Sampling Distributions and the Central Limit Theorem

Section 3.5 Sampling Distributions and the Central Limit Theorem

What Are Sampling Distributions?

Starting with our next section, we are going to be looking at how to make inferences (i.e. estimations or decisions) about a population based on what we observe in a sample. It is therefore important that we understand how sampling works, and in particular, how the sample mean and sample proportions work. Recall that the mean of s sample containing values \(x_1, x_2, \ldots, x_n\) is computed as follows.

\begin{equation*} \overline{x} = \frac{x_1+x_2+\cdots+ x_n}{n} \end{equation*}

This formula should look familiar from Subsection 1.3.4. We restate it here, however, to consider a question. If we select a sample of \(n\) values and look at their average over and over again, will we see more or less variation between these averages than we would if we look at the individual values in the population? We shall see that there is in fact less variation between the means of different samples than between individual values. This is because it is a lot harder to get a group of \(n\) individuals who all vary in the same way from the population average than it is to get a single individual who varies from the population average.

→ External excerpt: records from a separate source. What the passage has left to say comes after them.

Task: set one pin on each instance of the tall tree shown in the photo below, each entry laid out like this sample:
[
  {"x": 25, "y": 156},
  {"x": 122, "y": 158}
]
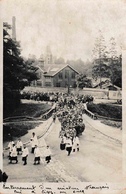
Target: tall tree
[
  {"x": 15, "y": 71},
  {"x": 107, "y": 63},
  {"x": 99, "y": 54}
]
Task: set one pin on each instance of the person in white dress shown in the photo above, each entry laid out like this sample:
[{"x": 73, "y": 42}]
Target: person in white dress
[
  {"x": 19, "y": 146},
  {"x": 13, "y": 155},
  {"x": 25, "y": 153},
  {"x": 47, "y": 155},
  {"x": 10, "y": 146},
  {"x": 68, "y": 145},
  {"x": 34, "y": 141},
  {"x": 76, "y": 144},
  {"x": 37, "y": 155}
]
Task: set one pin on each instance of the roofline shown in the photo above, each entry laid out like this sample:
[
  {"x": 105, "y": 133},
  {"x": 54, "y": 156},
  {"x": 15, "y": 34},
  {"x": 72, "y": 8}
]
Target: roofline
[
  {"x": 65, "y": 65},
  {"x": 40, "y": 69}
]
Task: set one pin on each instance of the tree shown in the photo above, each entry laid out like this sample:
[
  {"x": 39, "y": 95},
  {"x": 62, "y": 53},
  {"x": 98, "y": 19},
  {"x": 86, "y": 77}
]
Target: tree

Besides taking the average of some variable in a sample, we may also wish to examine the proportion of individuals in a sample who have some characteristic. This is similar to the binomial processes we studied in Section 3.2. The only real difference is that instead of looking at \(x\text{,}\) the number of successes, we look at \(\frac{x}{n}\text{,}\) the proportion of successes.

Definition 3.5.1.

If a sample of size \(n\) is drawn from a population and \(x\) of those \(n\) individuals have some characteristic, then the sample proportion with that characteristic is:

\begin{equation*} \hat p = \frac{x}{n}\text{.} \end{equation*}

In this section, we will try to develop our understanding of how these sample statistics, \(\overline x\) and \(\hat p\) work. In particular, we will introduce an extremely important theorem called the central limit theorem.

Objectives

After finishing this section you should be able to

describe the following terms:
- central limit theorem
- criteria for applying the central limit theorem
- sample mean
- sample proportion
- sampling distribution for a mean
- sampling distribution for a proportion
accomplish the following tasks:
- Understand the concept of a distribution of sample means
- Understand the central limit theorem
- Use the sampling distribution of the mean to determine the likelihood of a given sample mean or range of sample means
- Use the sampling distribution for a proportion

Subsection 3.5.1 Sample Means

To better understand how means of samples behave, let's take a look at a sampling example.

Example 3.5.2. Finding the Sampling Distribution of the Mean.

You wish to draw samples of size three from a finite population of values \(\lbrace 0, 3, 6, 9, 12 \rbrace\text{.}\)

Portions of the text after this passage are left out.